Teodone: un tuffo nel passato rurale dell’Alto Adige, perfetto per gite scolastiche.
Questi masi, sparsi tra le montagne e in armonia con il paesaggio dolomitico, sono stati accuratamente smontati e ricostruiti nel museo, rispettando la loro struttura originaria e la logica funzionale che li caratterizzava. Visitare un maso significa entrare in un mondo fatto di fatica, ingegno e profondo legame con la terra.
Un maso garantiva la sussistenza di una famiglia attraverso la coltivazione di pochi ettari di terreno, adibiti principalmente a pascolo e alla coltivazione di cereali resistenti al clima rigido: avena, farro, orzo e segale.
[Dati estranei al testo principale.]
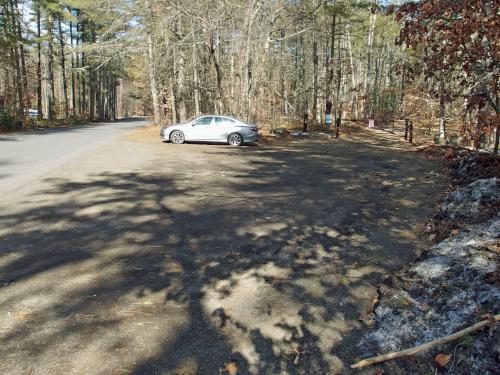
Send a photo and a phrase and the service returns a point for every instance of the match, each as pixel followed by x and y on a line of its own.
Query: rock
pixel 472 202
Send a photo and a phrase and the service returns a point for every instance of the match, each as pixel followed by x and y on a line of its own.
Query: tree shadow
pixel 247 256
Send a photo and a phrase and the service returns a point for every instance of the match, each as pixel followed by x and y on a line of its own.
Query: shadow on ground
pixel 222 255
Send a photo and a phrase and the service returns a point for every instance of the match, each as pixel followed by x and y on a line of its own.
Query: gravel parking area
pixel 143 257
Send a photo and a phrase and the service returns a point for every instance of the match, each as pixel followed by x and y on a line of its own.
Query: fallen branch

Il frumento era una rarità, utilizzato per panificare solo poche volte l’anno. L’alimentazione era integrata da legumi e verdure, come crauti e cavoli.
La vita nei masi era dura e faticosa, come testimoniano gli oggetti esposti nel museo: utensili da lavoro, cucine, stalle, fucine, mulini, botteghe di fabbri e calzolai. La falegnameria era un’arte essenziale, praticata all’interno del maso stesso, utilizzando strumenti artigianali costruiti durante i lunghi inverni.
La casa nobiliare: un contrasto stridente
All’ingresso del museo, si erge in contrasto con la semplicità dei masi, una casa nobiliare del XVII secolo, appartenuta al barone Anton Wenzi zu Sternbach. Una dimora che incarna l’abbondanza e lo sfarzo della vita aristocratica.